Nach dem Schweigemoment für ein grossartig inszeniertes Schauspiel des grossen Dramatikers belohnten die Besucher im fast ausverkauften Schauspielhaus alle Mitwirkenden mit donnerndem Applaus.
Der ungarische Regisseur und Bühnenbildner Viktor Bodo hat die Möwe mit Textgenauigkeit subtil in Szene gesetzt. Tschechow hat im Text klare Angaben für Pausen, Sprechpausen gemacht. Diese wurden optimal eingehalten, so dass die psychologisch-emotionellen Eigenheiten des Werkes klar zum Ausdruck kamen. Bodo’s Regie zeichnet sich durch eine ruhige, dem Text entsprechende Personenführung aus. Trotzdem die Möwe aus dem 19.Jahrhundert stammt, sind Bezüge zu unserer heutigen Kommunikationsgesellschaft gut zu erkennen: Wir halten oft Mono-loge, auch wenn wir uns scheinbar mit einem Gegenüber unterhalten.

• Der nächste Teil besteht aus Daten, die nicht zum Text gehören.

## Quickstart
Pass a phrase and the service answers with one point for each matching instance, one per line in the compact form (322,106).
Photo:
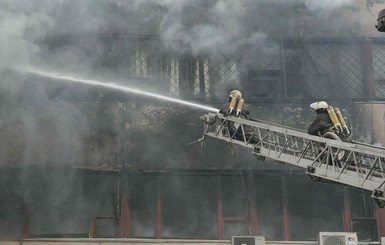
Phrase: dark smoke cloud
(194,26)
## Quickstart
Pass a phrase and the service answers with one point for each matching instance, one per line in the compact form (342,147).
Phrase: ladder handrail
(355,164)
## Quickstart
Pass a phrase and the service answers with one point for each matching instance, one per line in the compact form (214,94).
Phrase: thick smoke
(48,124)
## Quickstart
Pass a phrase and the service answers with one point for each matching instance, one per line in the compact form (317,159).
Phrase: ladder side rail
(363,167)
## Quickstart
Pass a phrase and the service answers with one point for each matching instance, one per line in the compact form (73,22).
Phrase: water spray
(116,87)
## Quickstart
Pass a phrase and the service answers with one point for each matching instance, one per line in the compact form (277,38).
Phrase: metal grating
(332,69)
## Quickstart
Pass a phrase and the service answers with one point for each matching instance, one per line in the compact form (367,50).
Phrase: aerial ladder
(324,159)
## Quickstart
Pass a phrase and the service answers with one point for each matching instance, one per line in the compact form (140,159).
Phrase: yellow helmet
(236,94)
(319,105)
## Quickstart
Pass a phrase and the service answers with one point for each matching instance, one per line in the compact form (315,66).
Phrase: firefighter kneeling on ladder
(237,107)
(329,123)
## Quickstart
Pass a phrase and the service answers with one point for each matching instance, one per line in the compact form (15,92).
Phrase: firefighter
(236,105)
(322,122)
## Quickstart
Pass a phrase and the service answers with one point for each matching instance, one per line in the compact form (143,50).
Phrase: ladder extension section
(355,164)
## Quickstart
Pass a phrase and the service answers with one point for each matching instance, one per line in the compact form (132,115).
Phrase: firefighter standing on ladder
(322,122)
(329,119)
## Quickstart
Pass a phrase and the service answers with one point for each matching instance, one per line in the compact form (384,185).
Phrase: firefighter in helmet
(236,105)
(322,122)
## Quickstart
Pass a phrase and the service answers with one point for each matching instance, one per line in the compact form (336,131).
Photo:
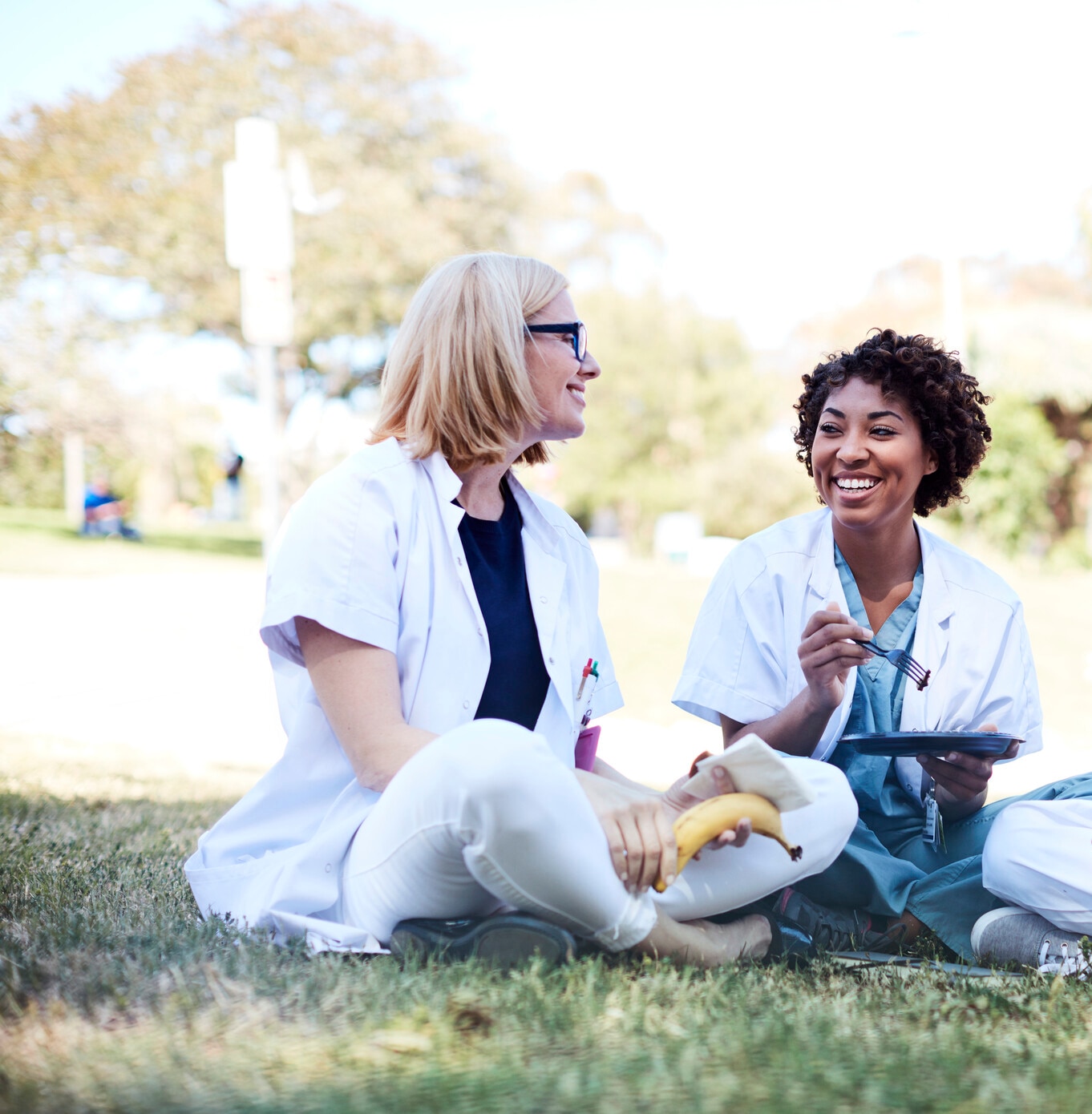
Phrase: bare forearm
(795,730)
(358,688)
(602,769)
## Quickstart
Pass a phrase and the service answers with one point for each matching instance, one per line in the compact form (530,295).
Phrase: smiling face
(868,458)
(557,377)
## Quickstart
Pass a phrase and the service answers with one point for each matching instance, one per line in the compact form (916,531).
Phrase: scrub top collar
(447,486)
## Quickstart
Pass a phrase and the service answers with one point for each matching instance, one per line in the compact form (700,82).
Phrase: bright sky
(785,149)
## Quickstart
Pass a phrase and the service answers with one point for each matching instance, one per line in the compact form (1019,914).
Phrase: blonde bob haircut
(456,380)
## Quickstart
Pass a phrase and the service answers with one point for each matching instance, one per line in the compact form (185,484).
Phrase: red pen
(584,676)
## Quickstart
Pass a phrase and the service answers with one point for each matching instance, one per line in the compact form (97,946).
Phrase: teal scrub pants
(887,868)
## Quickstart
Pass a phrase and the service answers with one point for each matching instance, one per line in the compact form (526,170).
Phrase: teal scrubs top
(887,867)
(877,696)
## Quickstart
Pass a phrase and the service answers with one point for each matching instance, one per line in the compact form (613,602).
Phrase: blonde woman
(431,626)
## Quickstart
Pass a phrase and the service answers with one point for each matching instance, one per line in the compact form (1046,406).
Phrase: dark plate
(894,745)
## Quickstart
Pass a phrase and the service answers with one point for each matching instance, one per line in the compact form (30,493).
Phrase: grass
(115,996)
(40,540)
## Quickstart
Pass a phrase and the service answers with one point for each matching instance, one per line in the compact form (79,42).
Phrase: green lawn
(114,996)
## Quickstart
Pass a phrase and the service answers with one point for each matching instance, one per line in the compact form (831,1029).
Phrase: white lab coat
(742,659)
(372,551)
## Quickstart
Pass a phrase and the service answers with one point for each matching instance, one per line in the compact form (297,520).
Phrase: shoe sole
(502,942)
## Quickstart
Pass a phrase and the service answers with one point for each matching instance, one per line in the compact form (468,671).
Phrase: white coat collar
(544,562)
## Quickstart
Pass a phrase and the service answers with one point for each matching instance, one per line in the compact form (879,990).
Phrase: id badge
(934,822)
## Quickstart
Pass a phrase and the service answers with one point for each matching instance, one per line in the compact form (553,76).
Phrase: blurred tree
(679,422)
(1012,499)
(1029,330)
(131,185)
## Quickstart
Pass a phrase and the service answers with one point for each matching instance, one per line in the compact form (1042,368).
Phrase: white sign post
(257,237)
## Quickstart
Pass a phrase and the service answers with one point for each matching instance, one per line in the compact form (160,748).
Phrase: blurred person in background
(431,625)
(105,513)
(228,494)
(892,429)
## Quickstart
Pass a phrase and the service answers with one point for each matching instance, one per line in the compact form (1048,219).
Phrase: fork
(902,660)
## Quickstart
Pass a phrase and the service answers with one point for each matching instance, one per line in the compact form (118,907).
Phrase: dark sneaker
(838,929)
(505,940)
(789,942)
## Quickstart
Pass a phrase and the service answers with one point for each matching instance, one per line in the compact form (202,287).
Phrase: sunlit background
(735,189)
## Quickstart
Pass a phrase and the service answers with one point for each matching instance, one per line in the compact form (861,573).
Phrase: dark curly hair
(943,398)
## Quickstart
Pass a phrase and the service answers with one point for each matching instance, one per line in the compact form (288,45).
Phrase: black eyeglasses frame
(577,329)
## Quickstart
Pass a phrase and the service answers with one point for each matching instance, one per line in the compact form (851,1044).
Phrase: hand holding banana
(706,820)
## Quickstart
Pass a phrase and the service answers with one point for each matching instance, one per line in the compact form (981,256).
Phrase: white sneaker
(1014,934)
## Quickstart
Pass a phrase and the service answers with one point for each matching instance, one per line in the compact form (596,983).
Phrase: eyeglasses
(574,329)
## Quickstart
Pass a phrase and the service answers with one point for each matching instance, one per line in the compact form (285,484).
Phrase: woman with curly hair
(888,431)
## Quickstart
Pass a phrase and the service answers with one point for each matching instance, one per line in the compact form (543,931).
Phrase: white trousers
(1038,854)
(487,817)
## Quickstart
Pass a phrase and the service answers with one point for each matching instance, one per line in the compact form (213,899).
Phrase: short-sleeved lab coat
(372,551)
(742,659)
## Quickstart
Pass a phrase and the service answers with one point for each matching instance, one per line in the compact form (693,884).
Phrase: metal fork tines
(902,660)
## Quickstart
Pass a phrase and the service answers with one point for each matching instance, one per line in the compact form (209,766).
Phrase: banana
(706,821)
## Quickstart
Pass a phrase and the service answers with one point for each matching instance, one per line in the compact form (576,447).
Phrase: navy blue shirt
(517,682)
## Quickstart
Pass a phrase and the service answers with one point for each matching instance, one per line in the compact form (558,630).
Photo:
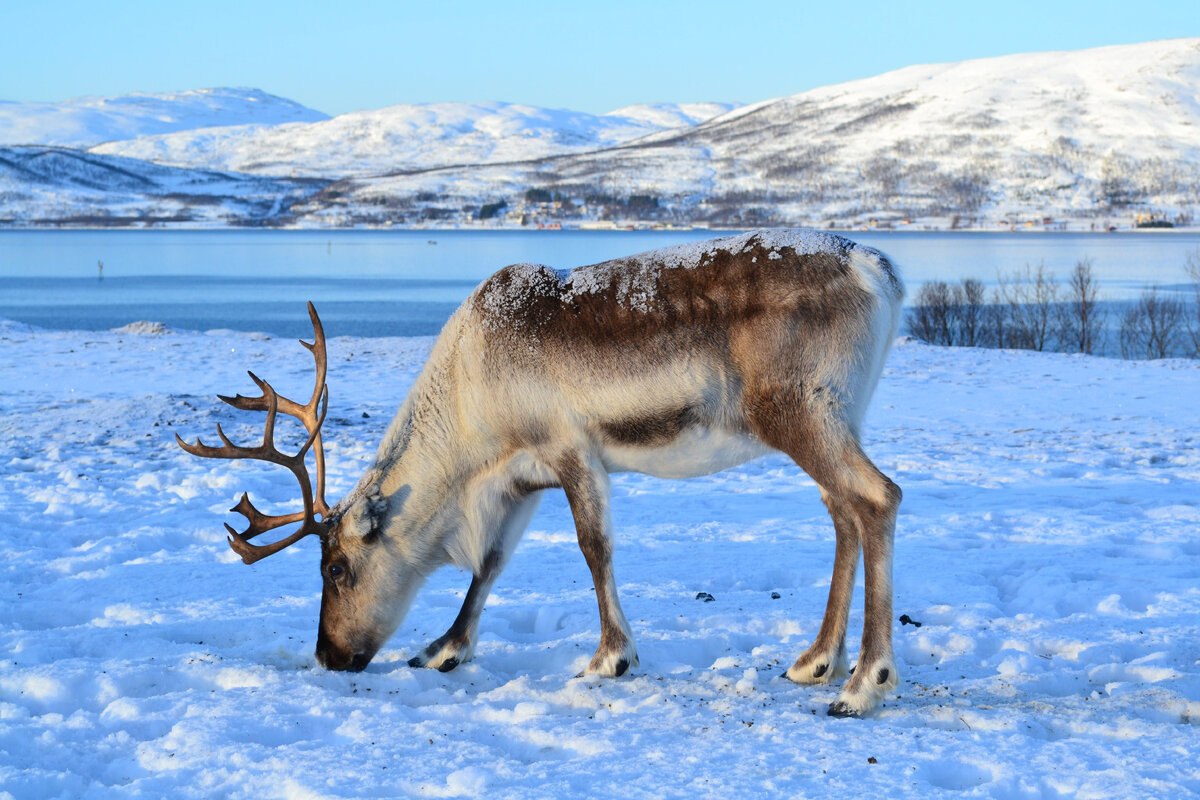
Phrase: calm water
(400,283)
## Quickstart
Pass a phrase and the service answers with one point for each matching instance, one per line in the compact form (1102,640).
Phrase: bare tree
(930,319)
(1150,328)
(951,316)
(1080,318)
(1029,299)
(995,322)
(1192,264)
(969,299)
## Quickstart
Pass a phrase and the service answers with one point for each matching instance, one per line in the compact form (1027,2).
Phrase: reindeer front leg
(586,483)
(457,644)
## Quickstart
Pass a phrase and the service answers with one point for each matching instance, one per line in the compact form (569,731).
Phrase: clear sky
(593,56)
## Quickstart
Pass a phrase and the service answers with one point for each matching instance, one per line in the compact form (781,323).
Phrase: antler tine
(251,553)
(312,416)
(259,522)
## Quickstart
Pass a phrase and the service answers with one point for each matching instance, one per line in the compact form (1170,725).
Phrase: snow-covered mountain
(1087,134)
(60,186)
(409,137)
(1099,134)
(88,121)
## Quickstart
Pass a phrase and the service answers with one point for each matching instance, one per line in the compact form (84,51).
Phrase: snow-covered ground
(1048,543)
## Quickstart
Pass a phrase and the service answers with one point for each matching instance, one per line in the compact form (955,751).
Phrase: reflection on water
(401,283)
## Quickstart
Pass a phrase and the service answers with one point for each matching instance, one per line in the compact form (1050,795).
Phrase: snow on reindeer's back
(635,278)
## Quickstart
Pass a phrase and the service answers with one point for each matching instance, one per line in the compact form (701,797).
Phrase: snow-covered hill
(1087,137)
(409,137)
(1090,133)
(87,121)
(43,185)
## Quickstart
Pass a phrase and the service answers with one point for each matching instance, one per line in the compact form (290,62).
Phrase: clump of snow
(1047,545)
(144,328)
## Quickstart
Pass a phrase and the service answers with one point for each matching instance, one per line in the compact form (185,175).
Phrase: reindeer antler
(311,415)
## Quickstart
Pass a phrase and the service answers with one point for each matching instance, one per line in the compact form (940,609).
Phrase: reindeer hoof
(839,709)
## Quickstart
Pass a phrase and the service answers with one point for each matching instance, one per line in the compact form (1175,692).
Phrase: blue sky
(593,56)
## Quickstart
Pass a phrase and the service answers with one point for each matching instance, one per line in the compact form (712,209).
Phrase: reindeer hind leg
(457,644)
(863,505)
(586,483)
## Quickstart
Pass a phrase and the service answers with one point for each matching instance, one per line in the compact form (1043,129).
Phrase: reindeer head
(364,591)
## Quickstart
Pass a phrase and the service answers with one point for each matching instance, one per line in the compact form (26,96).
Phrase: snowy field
(1049,543)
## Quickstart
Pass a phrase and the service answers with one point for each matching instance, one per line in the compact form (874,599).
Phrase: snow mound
(144,328)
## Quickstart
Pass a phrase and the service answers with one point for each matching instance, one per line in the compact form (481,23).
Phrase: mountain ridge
(1075,136)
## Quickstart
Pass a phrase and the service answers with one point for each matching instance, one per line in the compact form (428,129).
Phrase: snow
(1008,138)
(1047,545)
(87,121)
(411,137)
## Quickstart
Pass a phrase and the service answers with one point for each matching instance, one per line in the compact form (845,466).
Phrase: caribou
(675,362)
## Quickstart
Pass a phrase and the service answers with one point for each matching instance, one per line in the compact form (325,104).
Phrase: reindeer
(676,362)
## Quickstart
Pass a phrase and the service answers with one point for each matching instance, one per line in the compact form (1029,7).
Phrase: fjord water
(408,282)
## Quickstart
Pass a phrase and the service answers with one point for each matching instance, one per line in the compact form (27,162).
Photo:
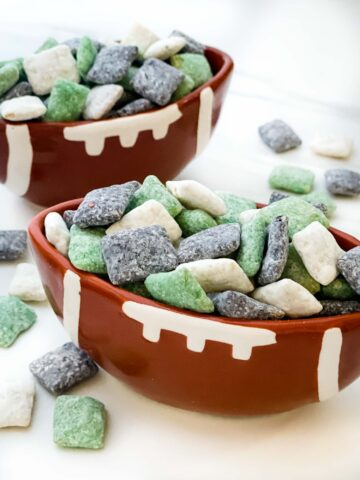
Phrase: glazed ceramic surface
(199,362)
(51,162)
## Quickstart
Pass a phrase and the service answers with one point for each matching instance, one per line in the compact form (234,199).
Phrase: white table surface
(274,78)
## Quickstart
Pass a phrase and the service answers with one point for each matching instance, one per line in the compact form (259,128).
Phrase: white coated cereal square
(319,252)
(44,68)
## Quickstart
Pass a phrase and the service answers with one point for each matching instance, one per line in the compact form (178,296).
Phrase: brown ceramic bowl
(52,162)
(199,362)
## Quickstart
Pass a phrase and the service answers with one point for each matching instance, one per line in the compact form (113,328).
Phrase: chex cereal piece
(153,189)
(237,305)
(295,270)
(339,289)
(180,289)
(319,252)
(15,318)
(193,194)
(290,297)
(194,65)
(140,36)
(111,64)
(337,146)
(26,284)
(234,207)
(45,68)
(349,266)
(185,87)
(192,45)
(12,244)
(132,255)
(157,81)
(340,181)
(149,213)
(101,100)
(140,105)
(19,90)
(85,56)
(165,48)
(299,213)
(252,244)
(338,307)
(277,251)
(9,75)
(292,179)
(104,206)
(22,108)
(79,422)
(68,217)
(62,368)
(57,232)
(66,102)
(16,401)
(194,221)
(279,136)
(214,242)
(85,249)
(276,196)
(217,275)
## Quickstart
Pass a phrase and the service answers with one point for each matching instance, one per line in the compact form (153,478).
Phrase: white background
(297,60)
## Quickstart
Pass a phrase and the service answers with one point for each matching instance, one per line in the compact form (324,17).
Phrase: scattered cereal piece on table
(337,146)
(23,108)
(193,194)
(26,284)
(85,249)
(194,221)
(66,102)
(44,69)
(279,136)
(153,189)
(349,266)
(234,207)
(180,289)
(252,244)
(338,307)
(237,305)
(214,242)
(57,232)
(276,254)
(192,45)
(104,206)
(340,181)
(59,370)
(132,255)
(319,252)
(101,100)
(157,81)
(111,64)
(295,270)
(140,105)
(292,179)
(16,401)
(194,65)
(149,213)
(15,318)
(217,275)
(12,244)
(165,48)
(290,297)
(79,422)
(140,36)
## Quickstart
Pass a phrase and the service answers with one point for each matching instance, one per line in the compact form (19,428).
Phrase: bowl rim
(310,324)
(226,67)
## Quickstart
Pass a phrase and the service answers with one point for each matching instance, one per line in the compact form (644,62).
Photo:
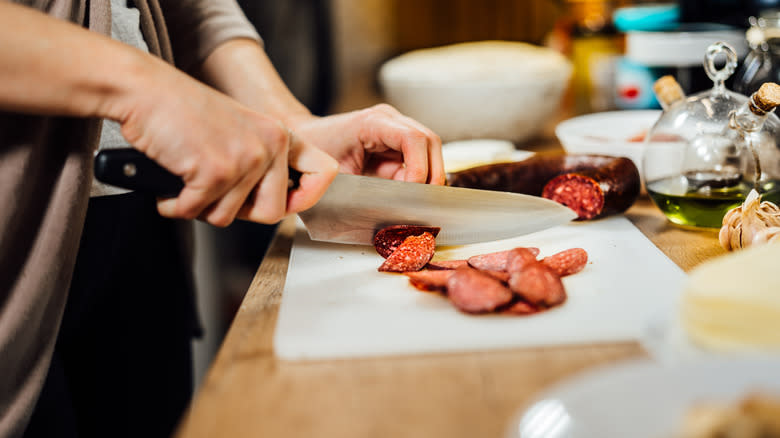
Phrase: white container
(489,89)
(616,133)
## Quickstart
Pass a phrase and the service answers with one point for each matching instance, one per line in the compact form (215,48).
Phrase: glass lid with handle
(707,151)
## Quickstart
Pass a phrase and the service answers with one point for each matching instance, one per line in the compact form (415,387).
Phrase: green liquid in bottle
(705,206)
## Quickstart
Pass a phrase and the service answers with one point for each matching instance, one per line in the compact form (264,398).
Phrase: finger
(266,202)
(190,203)
(201,190)
(436,173)
(225,210)
(398,134)
(318,171)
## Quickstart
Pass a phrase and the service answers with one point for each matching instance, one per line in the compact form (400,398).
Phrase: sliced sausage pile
(592,185)
(513,282)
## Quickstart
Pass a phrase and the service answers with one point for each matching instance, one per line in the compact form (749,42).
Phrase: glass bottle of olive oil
(702,196)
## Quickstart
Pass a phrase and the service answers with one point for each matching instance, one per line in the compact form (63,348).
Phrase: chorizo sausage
(430,281)
(591,185)
(389,238)
(411,255)
(473,291)
(496,261)
(446,264)
(538,285)
(567,262)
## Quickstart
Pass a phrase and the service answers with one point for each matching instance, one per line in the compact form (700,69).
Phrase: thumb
(318,169)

Das Bühnenbild, auch dafür zeichnet Viktor Bodo verantwortlich, unterstützt die Arbeit der Protagonisten optimal und ist in seiner einfachen Mehrteiligkeit bestens an die Handlung angepasst.
Die vier Akte werden durch Schattenspiele ohne Pausen unterteilt. Diese Wechsel werden untermalt mit Musik von Klaus von Heydenaber, gespielt an der Violine durch Nitzan Bartana und am Klavier von Heydenaber.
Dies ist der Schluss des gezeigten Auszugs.